C Language Compilation whole process "Go"
http://www.linuxdiyf.com/viewarticle.php?id=175655
The concept of compiling: The compiler reads the source program (character stream), performs lexical and syntactic analysis, translates the high-level language instruction into functionally equivalent assembly code, and then translates the assembler into machine language, and the executable program is delivered as the operating system's requirements for the file format.
Complete process of compilation: C source Program--pre-compile processing (. c)--compile, optimize (. s,. asm)---assembler (. obj,. O,. A,. ko)--linker (. exe,. Elf,. AXF, etc.)
1. Compilation preprocessing
Read the C source program, processing the pseudo-directives (instructions with # beginning with #) and special symbols
The pseudo-directive mainly includes the following four aspects:
(1) macro definition directives, such as # define Name tokenstring, #undef等.
For the previous pseudo-directive, the precompilation is to replace all the name in the program with Tokenstring, but the name as a string constant is not replaced. For the latter, the definition of a macro is canceled so that subsequent occurrences of the string are no longer replaced.

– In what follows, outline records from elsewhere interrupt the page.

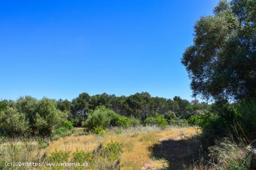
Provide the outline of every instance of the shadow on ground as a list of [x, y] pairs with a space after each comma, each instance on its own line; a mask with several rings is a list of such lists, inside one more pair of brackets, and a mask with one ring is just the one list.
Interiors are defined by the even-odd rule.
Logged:
[[156, 159], [167, 160], [168, 170], [184, 170], [198, 157], [200, 150], [198, 138], [180, 140], [164, 140], [153, 146], [153, 156]]

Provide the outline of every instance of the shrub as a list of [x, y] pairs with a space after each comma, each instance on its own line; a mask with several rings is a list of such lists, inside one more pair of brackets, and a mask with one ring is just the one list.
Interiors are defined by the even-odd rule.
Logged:
[[236, 109], [238, 114], [238, 122], [243, 132], [248, 136], [252, 136], [256, 131], [256, 99], [241, 101], [237, 105]]
[[116, 134], [121, 134], [123, 132], [123, 131], [121, 129], [117, 129], [115, 132]]
[[78, 123], [79, 122], [79, 120], [78, 120], [78, 118], [74, 118], [70, 120], [71, 122], [72, 122], [72, 124], [73, 125], [73, 126], [76, 127], [78, 126]]
[[8, 107], [0, 113], [0, 131], [9, 136], [27, 135], [30, 132], [29, 122], [24, 113]]
[[117, 142], [107, 144], [107, 146], [103, 149], [102, 154], [108, 158], [109, 161], [113, 161], [119, 158], [122, 150], [120, 145]]
[[[91, 153], [85, 152], [83, 151], [76, 151], [73, 154], [73, 162], [76, 163], [79, 163], [82, 164], [83, 163], [88, 163], [91, 160], [92, 154]], [[82, 170], [84, 168], [84, 166], [76, 166], [74, 167], [75, 170]]]
[[169, 111], [167, 112], [165, 112], [164, 114], [164, 119], [169, 120], [175, 120], [176, 119], [176, 114], [175, 113]]
[[118, 126], [128, 127], [130, 126], [130, 120], [128, 117], [119, 115], [115, 125]]
[[100, 135], [102, 135], [105, 133], [103, 128], [101, 126], [98, 127], [94, 127], [93, 132], [95, 133], [99, 134]]
[[50, 135], [53, 129], [61, 126], [67, 120], [67, 113], [57, 109], [54, 100], [44, 98], [38, 101], [36, 106], [35, 125], [40, 135]]
[[73, 130], [74, 129], [73, 123], [68, 120], [65, 121], [63, 122], [62, 126], [65, 127], [67, 130]]
[[132, 116], [129, 119], [130, 124], [132, 126], [137, 126], [141, 124], [141, 120], [139, 119], [136, 119]]
[[156, 114], [155, 117], [148, 117], [144, 121], [146, 125], [157, 125], [162, 128], [165, 128], [167, 126], [167, 120], [164, 119], [163, 115]]
[[54, 131], [54, 134], [59, 136], [70, 136], [73, 133], [72, 131], [67, 130], [66, 127], [61, 126], [56, 129]]
[[88, 119], [84, 122], [83, 126], [93, 130], [94, 127], [102, 126], [105, 128], [114, 124], [112, 121], [116, 119], [117, 115], [113, 111], [105, 107], [98, 107], [89, 113]]
[[45, 149], [49, 146], [49, 142], [39, 140], [38, 141], [39, 149]]
[[[56, 164], [57, 163], [62, 163], [67, 162], [68, 159], [68, 153], [63, 151], [55, 151], [52, 152], [51, 155], [47, 157], [47, 160], [49, 163], [54, 163]], [[63, 170], [63, 166], [54, 166], [52, 167], [53, 170]]]

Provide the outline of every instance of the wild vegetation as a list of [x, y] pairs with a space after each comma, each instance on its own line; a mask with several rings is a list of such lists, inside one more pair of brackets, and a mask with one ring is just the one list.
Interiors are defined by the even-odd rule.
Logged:
[[147, 92], [1, 100], [0, 169], [255, 169], [256, 1], [222, 0], [213, 13], [182, 58], [194, 96], [210, 104]]

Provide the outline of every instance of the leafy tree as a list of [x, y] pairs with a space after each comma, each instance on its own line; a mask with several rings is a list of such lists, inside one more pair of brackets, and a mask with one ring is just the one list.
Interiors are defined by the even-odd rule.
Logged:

(2) Conditional compilation instructions, such as #ifdef, #ifndef, #else, #elif, #endif等.
The introduction of these pseudo-directives allows programmers to define different macros to determine which code is processed by the compiler. The precompiled program will filter out unnecessary code according to the relevant files.
(3) header file contains directives, such as # include "FileName" or # include such as
In a header file, a large number of macros (the most common character constants) are defined with a pseudo-directive # define, along with declarations of various external symbols.
The main purpose of the header file is to make certain definitions available to a number of different C source programs. Because in a C source program that needs to use these definitions, you can simply add an # include statement instead of repeating the definitions in this file again. The precompiled program adds all the definitions in the head file to the output file it produces for processing by the compiler.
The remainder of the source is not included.